BI Tambah Kuota dan Perpanjang Jadwal Tukar Uang Lebaran 2026
program Semarak Rupiah Berkah Idulfitri (SERAMBI) 2026 yang setiap tahunnya selalu disambut meriah.--chatgpt image
PALTV.CO.ID,- Bank Indonesia (BI) resmi memperpanjang jadwal sekaligus menambah kuota pemesanan penukaran uang baru menjelang Hari Raya Idulfitri 1447 Hijriah.
Kebijakan ini diambil sebagai respons atas tingginya antusiasme masyarakat dalam program Semarak Rupiah Berkah Idulfitri (SERAMBI) 2026 yang setiap tahunnya selalu disambut meriah.
Kepala Departemen Komunikasi BI, Ramdan Denny Prakoso, menjelaskan bahwa penyesuaian jadwal dilakukan agar kebutuhan masyarakat terhadap uang layak edar dapat terpenuhi secara optimal.
Program SERAMBI 2026 sendiri telah dimulai sejak 13 Februari 2026 untuk wilayah Pulau Jawa dan 14 Februari 2026 untuk wilayah luar Jawa.
Menurut Ramdan, penambahan kuota dan perpanjangan jadwal pemesanan tahap II dilakukan melalui aplikasi PINTAR, khususnya untuk wilayah Jawa yang menunjukkan lonjakan permintaan signifikan.
BACA JUGA:RI Impor Mahindra Scorpio Pick Up dari India untuk Perkuat Sektor Kendaraan Niaga
BACA JUGA:Pesona Bando Emas Asli, Kilau Elegan yang Tak Pernah Pudar
Ia menyampaikan bahwa pemesanan penukaran untuk wilayah Jawa kini dibuka lebih awal, yakni mulai 24 Februari 2026 pukul 08.00 WIB dan akan berlangsung hingga kuota yang tersedia terpenuhi.
Sementara itu, masyarakat di luar Pulau Jawa tetap dapat melakukan pemesanan mulai 27 Februari 2026 pukul 08.00 WIB hingga kuota yang tersedia habis.
BI mengimbau masyarakat agar segera melakukan pemesanan secara daring karena tingginya minat yang biasanya membuat kuota cepat terpenuhi.
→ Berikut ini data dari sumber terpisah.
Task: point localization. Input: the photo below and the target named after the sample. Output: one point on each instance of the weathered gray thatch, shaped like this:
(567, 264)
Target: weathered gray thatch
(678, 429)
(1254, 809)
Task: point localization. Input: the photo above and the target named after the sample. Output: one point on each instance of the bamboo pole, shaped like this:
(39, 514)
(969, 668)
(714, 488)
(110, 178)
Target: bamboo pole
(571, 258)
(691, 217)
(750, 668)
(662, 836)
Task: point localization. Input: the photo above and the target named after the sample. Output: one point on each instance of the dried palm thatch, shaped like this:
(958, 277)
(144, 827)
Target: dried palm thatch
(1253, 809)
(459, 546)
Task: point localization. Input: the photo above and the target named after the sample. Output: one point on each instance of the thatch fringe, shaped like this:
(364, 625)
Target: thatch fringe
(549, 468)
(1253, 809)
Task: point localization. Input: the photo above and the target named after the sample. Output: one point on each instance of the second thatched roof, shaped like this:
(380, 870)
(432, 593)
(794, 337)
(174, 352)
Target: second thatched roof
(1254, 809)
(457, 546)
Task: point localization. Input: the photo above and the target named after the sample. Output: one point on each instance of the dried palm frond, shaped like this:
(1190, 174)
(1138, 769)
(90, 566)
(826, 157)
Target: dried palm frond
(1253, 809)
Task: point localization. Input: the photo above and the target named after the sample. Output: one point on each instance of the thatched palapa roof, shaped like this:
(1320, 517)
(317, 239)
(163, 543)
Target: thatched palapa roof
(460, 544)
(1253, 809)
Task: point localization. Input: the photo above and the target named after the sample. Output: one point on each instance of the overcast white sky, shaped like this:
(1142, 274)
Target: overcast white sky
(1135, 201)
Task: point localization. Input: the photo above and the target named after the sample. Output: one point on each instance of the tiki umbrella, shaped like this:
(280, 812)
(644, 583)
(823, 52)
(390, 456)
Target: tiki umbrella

Dalam rangkaian SERAMBI 2026 yang berlangsung hingga 15 Maret 2026, BI menyiapkan total uang tunai layak edar sebesar Rp185,6 triliun.

kuota pemesanan penukaran uang baru menjelang Hari Raya Idulfitri 1447 Hijriah.--geminiAI
Dari jumlah tersebut, Rp177 triliun dialokasikan untuk memenuhi kebutuhan perbankan, termasuk layanan penarikan tunai melalui ATM serta kantor cabang bank di seluruh Indonesia.
Sementara itu, Rp8,6 triliun secara khusus disediakan untuk layanan penukaran uang bagi masyarakat.